After coming out of a recent bout of burnout, I'm realizing it would've been easier if I was able to push back against unreasonable requests on my time. I work for a small consultancy, so they often need new sets of skills and their clients often care only about time-to-market.
Come to think of it, this has been true of most companies I've worked at. They talk a good game about best practices, agile, tooling, training, whatever... but when push comes to shove they'd rather have 3 more stories than honor previous commitments to regular tech debt stories, training, or even 40h weeks. They often can't even "waterfall" 2w of work without changing scope or priorities mid-sprint, and get mad when you bring it up/try to improve the system.

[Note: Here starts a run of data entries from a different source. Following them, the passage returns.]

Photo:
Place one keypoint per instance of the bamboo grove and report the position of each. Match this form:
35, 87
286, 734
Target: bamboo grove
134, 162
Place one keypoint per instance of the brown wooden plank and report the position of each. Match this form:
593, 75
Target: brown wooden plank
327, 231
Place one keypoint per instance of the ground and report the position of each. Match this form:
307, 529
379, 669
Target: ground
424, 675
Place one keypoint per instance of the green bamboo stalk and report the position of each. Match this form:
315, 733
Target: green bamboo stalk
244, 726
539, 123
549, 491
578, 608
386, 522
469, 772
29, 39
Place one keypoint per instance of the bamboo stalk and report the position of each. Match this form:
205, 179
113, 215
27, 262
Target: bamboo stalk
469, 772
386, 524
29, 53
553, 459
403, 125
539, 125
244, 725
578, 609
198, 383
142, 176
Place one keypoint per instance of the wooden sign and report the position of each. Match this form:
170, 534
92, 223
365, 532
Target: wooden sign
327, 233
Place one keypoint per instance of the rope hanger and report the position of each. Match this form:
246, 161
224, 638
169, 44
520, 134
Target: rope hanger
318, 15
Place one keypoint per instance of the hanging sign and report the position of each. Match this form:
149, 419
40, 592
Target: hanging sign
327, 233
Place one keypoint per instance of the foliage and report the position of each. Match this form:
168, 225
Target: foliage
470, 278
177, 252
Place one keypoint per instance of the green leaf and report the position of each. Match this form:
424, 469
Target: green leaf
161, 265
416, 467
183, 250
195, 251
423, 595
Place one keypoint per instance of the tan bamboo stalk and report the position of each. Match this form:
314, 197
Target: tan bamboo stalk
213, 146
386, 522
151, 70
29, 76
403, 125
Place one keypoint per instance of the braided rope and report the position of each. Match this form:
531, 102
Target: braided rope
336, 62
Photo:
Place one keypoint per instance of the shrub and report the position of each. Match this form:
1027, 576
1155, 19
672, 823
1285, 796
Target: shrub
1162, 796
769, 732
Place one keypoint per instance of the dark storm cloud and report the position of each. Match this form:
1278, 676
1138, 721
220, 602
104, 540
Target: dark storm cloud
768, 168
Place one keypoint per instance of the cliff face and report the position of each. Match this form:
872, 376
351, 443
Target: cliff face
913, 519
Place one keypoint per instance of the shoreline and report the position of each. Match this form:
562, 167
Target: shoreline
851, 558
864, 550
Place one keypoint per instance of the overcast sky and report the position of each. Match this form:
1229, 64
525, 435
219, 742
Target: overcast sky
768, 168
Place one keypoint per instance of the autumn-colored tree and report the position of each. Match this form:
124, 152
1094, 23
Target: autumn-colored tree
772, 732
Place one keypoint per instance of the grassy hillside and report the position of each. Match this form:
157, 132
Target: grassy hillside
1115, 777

I'm tired of the same promises, but have also enabled this behavior-- I don't feel like I can say no. At my next company I'd like to gain their trust, but also set expectations and boundaries up front so I can have a life outside of work. I'd also like to push back against overtime or using my own time to brush up on some tech that they need because they were unable to plan properly (without sounding like a know-it-all). I'd like a two-way street.
*How can I achieve this while still gaining trust?* Are there good questions to ask or flags to look for in interviews?
On a related note: I've heard govt jobs are a good place to have a 9-5 and a life outside of work, but worry about outdated tech draining my energy (I'd be happy to have the time for hobby projects, but can lack the energy if work is hours and hours of mind-numbing stuff).